You had better grab the H K at trick one, but then what? To succeed you really have to violate two important principles of card-play technique. On the H K you must throw a good diamond — I guess you could call this a “valuable discard.” Next you must use dummy’s precious entry to take a losing club finesse instead of a winning spade finesse.

Assume West takes your C Q with the king (optionally, you could finesse the 10, or win the C A and lead the queen or 10) and he returns a heart (best) which you ruff. Next cash a diamond (optional) and the C A, then lead the C 10 to blot out East’s nine and establish your C 6. Assume West covers and you ruff in dummy.

Could this be the time to take the spade finesse? No! Not yet!
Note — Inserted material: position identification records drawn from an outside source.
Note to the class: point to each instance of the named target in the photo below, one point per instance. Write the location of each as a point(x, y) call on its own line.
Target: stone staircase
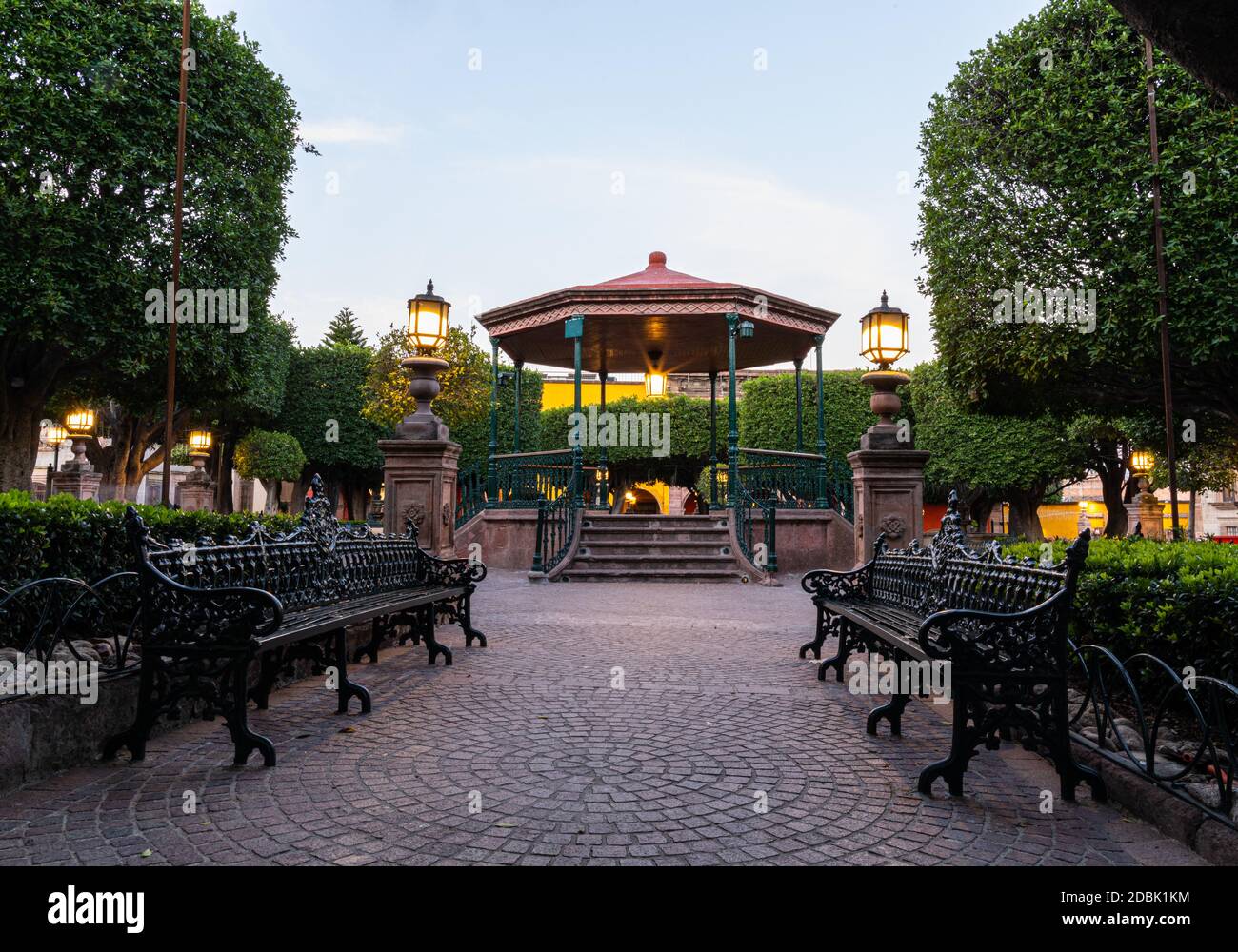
point(654, 548)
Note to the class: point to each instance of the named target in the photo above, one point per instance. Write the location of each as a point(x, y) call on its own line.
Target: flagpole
point(177, 213)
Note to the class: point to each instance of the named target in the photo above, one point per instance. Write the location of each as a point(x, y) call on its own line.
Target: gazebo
point(656, 322)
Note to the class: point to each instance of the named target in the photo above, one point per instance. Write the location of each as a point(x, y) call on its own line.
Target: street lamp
point(655, 380)
point(428, 332)
point(883, 342)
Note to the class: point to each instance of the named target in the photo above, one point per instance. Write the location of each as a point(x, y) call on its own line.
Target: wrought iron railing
point(556, 531)
point(525, 478)
point(796, 481)
point(1175, 728)
point(763, 553)
point(469, 493)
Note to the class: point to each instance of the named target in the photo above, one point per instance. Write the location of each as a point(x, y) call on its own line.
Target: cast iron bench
point(1001, 625)
point(209, 610)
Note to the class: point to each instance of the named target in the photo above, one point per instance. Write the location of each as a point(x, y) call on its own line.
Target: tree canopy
point(1036, 176)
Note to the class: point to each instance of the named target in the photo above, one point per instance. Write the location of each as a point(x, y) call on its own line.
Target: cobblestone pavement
point(716, 709)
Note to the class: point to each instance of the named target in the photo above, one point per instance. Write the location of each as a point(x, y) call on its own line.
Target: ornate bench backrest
point(317, 564)
point(948, 575)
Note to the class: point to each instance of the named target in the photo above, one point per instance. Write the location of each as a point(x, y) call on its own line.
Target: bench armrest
point(453, 572)
point(838, 585)
point(201, 615)
point(1016, 640)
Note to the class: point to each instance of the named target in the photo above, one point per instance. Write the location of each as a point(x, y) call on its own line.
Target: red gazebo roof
point(657, 311)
You are dead meat if you lead a spade. Lead a diamond from dummy; assume East ruffs and returns another heart which you ruff to leave this position:

S 6 5
H 4
D 5 4
C
S J 10
H A
D 9
C 5
[W - E]S K 9 8
H Q J
D
C
S A Q
H
D K Q
C 6

Lead the good C 6 and discard dummy’s last heart. If East ruffs he must give you the rest of the tricks, either with a spade return or a heart allowing you to reach dummy to finesse spades and claim. If East instead throws a heart, simply lead a diamond to reach the same conclusion.

The essence of the play was to get rid of one of dummy’s hearts so the defenders could not tap your hand three times. This could only be done by preserving all your clubs and building the slow trick.

Trap: If a diamond is cashed before you give West a club trick, the defenders can prevail. West returns a diamond and East discards a club, which effectively locks declarer out of dummy, and East eventually will win three trump tricks.